Il me regarde, surpris. Avant de souffler :

— Oui Root... Donc, j'avais pris cette peluche avec moi, pour l'enterrer. C'était un objet très chargé affectivement, qu'il avait beaucoup aimé et que je ne peux pas voir sans penser à lui, exactement le type d'objets qu'on nous a demandé de mettre dans ce cercueil. Mais au moment de le mettre, je n'ai pas pu.

— Pourquoi ?

— Parce que Minsuk refusait systématiquement qu'on le passe à la machine. Il disait que c'était cruel de mettre un ami dans une cuve qui tourne et qui se remplit d'eau, que cela faisait souffrir les peluches, qu'elles buvaient la tasse encore et encore, que c'était inhumain. Vous imaginez ce qu'il aurait dit, si j'avais mis Root dans un cercueil, enterré vivant, dans l'obscurité et la solitude ? Non, j'ai renoncé à l'idée et j'ai ramené la peluche à la maison. Elle est chez moi, maintenant.

— Vous avez bien fait.

Il regarde ses pieds. Je suis chamboulée par son annonce. Finalement, Minhok m'apporte une très bonne raison pour moi de continuer.
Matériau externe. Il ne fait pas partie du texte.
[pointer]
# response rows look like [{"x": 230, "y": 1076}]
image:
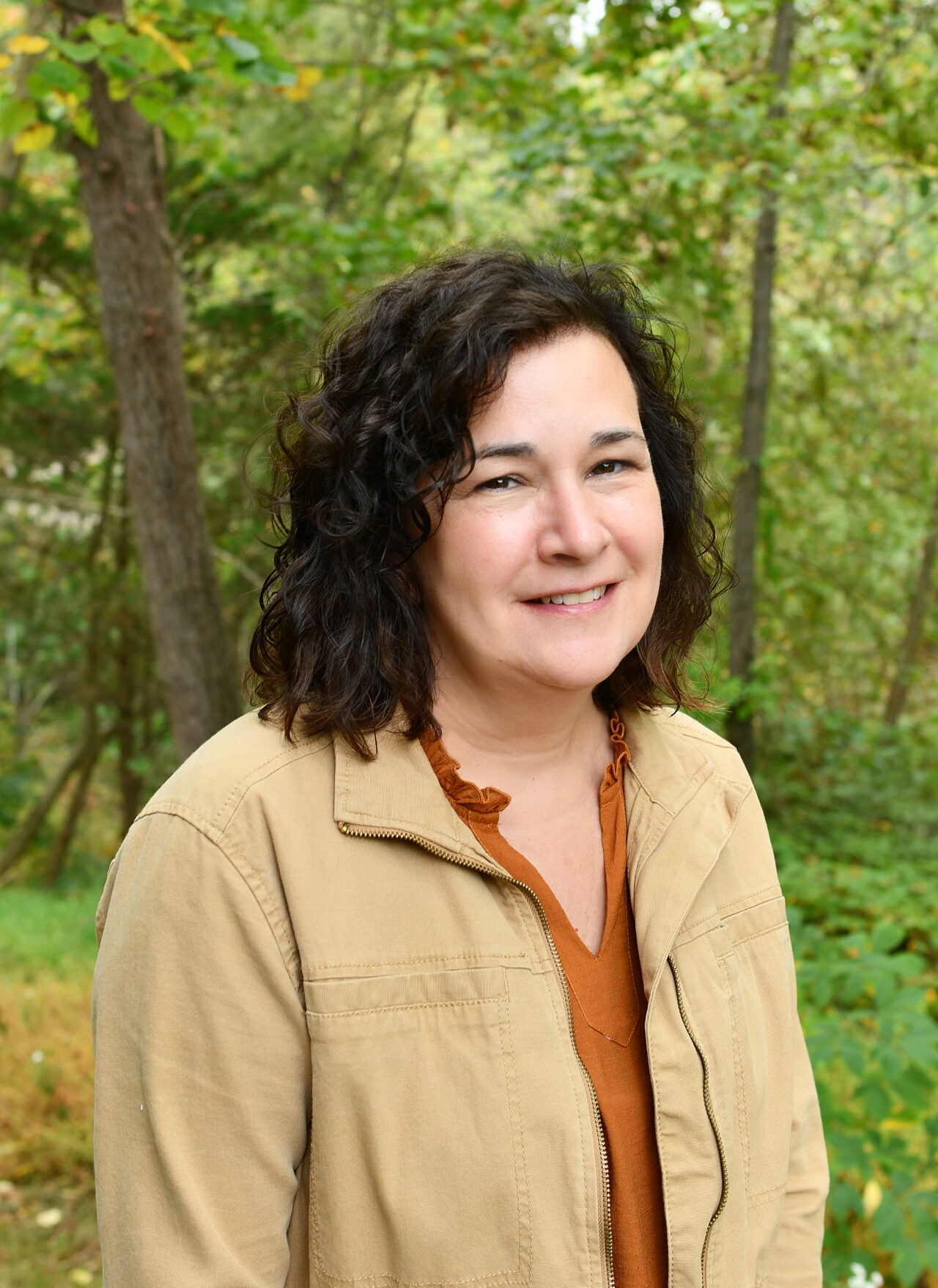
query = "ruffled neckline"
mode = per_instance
[{"x": 487, "y": 803}]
— Alors il n'y a pas de corps ? dis-je sur un ton plus triomphal qu'il ne le faudrait.

— Non, il n'y en a pas.

— Le tweet ? Vous l'avez véritablement écrit ?

Je veux qu'il l'avoue, qu'il reconnaisse m'avoir menti. Il lève les yeux au ciel, comme si mon attitude était ridicule ou puéril.

— Vous n'aviez pas le droit de dire que je mentais, insisté-je.

— Vous l'avez fait, pourtant.

— Non ! Non, je n'ai pas menti.

— Vous êtes vraiment journaliste ?

— ...

Je comprends que je n'aurais pas d'excuses. Je conçois que je ne les mérite peut-être pas. J'abandonne ce combat d'ego et je reviens sur le sujet qui importe vraiment : Minsuk.

— Alors vous pensez comme moi ? Vous pensez qu'il ne s'est pas suicidé ?

Il me répond en grognant :

— Tsss. Je n'ai jamais dit ça ! Il n'y a pas de corps, c'est vrai. Mais mon frère s'est suicidé et je vous interdis de dire le contraire devant moi.

J'ai le malheur de croiser son regard. Son ton péremptoire, ses yeux menaçants. Pendant un instant, j'ai vraiment cru que je ne serais plus seule dans ma quête. J'ai cru que Minhok m'aiderait à faire éclater la vérité. Finalement, je ne comprends pas ce qu'il cherche.

— Je ne comprends pas... pourquoi m'avoir fait venir ? Vous ne m'avez pas fait venir pour me montrer une tombe vide ?

— Non, en effet. Pour commencer, vous m'aviez dit que, si j'étais honnête avec vous, vous me laisseriez tranquille. Or, j'ai été honnête avec vous ?

— Et vous voulez que je vous laisse tranquille ?

Je n'en ai pas envie, mais ai-je le choix ?

— Bientôt peut-être. Mais pas tout de suite.

Je fronce les sourcils.

— Vous ne m'avez pas répondu, tout à l'heure, dit-il.

— Tout à l'heure ?

— Je vous ai demandé si vous étiez entré à la Pak pour faire des selfies avec des idols ou si vous meniez votre enquête sur le terrain ?

— Je... je mène mon enquête.

— Vous êtes sûre ? Vous n'allez pas me dire dans une semaine que vous avez changé d'avis ? Admettons que j'accepte de vous aider dans cette investigation, vous me jurez que vous n'allez parler à personne, surtout pas à la presse people, de ce que je vais vous révéler ?

— Je le jure.

— À personne.

— Je le jure.

— Sur sa mémoire !

Il montre la tombe. Je la regarde bêtement. Je ne le crois pas mort. Qu'est-ce que la mémoire d'un homme qui n'est pas mort ? A-t-elle de la valeur ? Je me rends compte que oui, que cette parole a une importance pour lui comme pour moi, pour des raisons différentes.

— Je jure sur la mémoire de Minsuk que je suis déterminée et que je chercherai la vérité jusqu'à ce que je l'obtienne. Je jure que tout ce que vous me direz à son propos restera entre vous et moi. Ça vous va ?

— Très bien. Alors, je vais vous dire tout ce que je sais.